In 2010, Dish Network fired Brandon Coats, a medical-marijuana
patient, from his job as a telephone operator because he failed a
random drug test. Coats - who is wheelchair-bound because of a car
accident and says he uses marijuana to control muscle spasms-sued
Dish, arguing that his marijuana use was legal under state law and
that he was never impaired on the job. Coats said he was a model employee.

"I'm not smoking it just to have fun," Coats said Thursday. "I really
do need it to function in life."

A trial court upheld the firing, but, in doing so, cited a previous
court ruling that said the state's medical-marijuana law only creates
exemptions from prosecution and not rights.
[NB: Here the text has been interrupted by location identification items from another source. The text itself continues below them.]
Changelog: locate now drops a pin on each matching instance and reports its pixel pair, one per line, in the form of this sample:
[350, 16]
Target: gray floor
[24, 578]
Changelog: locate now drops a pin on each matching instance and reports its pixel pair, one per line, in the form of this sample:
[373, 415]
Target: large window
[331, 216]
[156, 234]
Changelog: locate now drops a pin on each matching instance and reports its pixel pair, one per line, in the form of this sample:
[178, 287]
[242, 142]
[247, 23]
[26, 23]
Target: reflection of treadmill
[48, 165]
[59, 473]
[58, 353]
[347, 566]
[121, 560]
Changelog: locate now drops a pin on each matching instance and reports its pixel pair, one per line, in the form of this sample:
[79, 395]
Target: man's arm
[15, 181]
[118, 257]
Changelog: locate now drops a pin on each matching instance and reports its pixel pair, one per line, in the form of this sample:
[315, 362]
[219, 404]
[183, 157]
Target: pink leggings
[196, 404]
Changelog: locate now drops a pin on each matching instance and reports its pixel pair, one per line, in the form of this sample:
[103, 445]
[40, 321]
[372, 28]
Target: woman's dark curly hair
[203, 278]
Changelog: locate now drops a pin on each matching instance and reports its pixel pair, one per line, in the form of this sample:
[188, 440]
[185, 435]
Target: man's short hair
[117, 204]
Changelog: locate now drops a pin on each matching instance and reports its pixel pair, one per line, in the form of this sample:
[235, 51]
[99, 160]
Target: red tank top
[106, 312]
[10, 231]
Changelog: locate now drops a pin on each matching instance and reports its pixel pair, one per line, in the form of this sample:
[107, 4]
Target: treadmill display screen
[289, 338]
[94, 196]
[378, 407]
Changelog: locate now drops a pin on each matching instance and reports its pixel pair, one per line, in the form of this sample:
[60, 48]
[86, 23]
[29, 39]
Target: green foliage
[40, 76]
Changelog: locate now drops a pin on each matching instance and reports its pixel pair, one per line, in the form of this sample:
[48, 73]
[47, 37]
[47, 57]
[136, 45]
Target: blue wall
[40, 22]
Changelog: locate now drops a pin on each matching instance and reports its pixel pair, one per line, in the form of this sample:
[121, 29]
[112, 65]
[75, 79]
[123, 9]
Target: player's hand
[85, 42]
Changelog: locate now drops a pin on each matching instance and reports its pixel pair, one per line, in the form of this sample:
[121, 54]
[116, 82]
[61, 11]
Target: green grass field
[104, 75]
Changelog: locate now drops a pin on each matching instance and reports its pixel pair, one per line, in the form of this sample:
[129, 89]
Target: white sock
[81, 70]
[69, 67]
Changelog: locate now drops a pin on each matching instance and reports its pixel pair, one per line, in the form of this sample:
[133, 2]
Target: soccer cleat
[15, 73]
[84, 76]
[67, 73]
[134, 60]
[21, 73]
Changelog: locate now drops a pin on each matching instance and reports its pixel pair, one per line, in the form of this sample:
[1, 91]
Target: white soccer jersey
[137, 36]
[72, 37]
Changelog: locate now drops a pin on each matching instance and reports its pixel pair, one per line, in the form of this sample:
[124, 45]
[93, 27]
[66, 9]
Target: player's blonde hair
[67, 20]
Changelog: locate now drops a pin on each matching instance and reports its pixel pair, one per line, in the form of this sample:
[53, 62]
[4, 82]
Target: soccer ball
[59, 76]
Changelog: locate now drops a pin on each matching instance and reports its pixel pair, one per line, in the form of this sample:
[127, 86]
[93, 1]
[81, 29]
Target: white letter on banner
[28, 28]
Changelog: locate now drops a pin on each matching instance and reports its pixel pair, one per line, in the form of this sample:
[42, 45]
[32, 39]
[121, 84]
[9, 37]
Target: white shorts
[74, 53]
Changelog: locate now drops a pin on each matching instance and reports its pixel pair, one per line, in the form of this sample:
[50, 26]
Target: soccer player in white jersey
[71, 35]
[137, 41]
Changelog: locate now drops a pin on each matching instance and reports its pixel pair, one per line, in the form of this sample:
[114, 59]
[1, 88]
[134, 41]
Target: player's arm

Thursday's ruling by the
Colorado Court of Appeals reaches a much broader conclusion: That
nothing illegal federally can be considered "lawful" under the Lawful
Off-Duty Activities Statute.

"While we agree that the general purpose of (the Lawful Off Duty
Activities Statute) is to keep an employer's proverbial nose out of an
employee's offsite off-hours business," Court of Appeals Chief Judge
Janice Davidson wrote in the opinion, "we can find no legislative
intent to extend employment protection to those engaged in activities
that violate federal law."

Judge Jose Marquez concurred in the opinion.

But Judge John Webb disagreed, saying that the Lawful Off-Duty
Activities Statute should be read as only concerning state law. The
statute, Webb argued, was intended to protect employees from
discriminatory firing.

"If an employee's off-the-job activity violated only federal criminal
law, that activity might well warrant termination based on 'a bona
fide occupational requirement' of the position," Webb wrote in his
dissent. "But if the employee's activity was unlawful only under
federal law, and it did not relate to such a requirement, then the
employee would be protected from termination."

All three judges agreed, however, in reversing the trial court's
ruling that Coats should have to pay Dish Network's attorneys' fees
for the case.

Coats said he is disappointed in the ruling, and his attorney, Michael
Evans, said he would ask the state Supreme Court to review the
decision. Coats said he has had trouble finding work since being
fired, and Evans said it is important for all medical-marijuana
patients that the case be fought until the end.

"(Coats) was very aware that, with his condition, if he can't win this
case, no one can," Evans said.

Thursday's decision comes as lawmakers are debating how to regulate
legalized marijuana for anyone 21 and older. Amendment 64, the measure
that legalized use and possession of up to an ounce of marijuana for
adults, says employers can still create drug policies governing
marijuana. A state task force subsequently recommended that section be
interpreted as allowing employers to fire employees for off-the-job
marijuana use.

Brian Vicente, a marijuana advocate and one of Amendment 64's authors,
said the law is "open to interpretation" whether off-the-job
recreational marijuana use is a fireable act. But he said it is unfair
to fire medical-marijuana patients for using cannabis.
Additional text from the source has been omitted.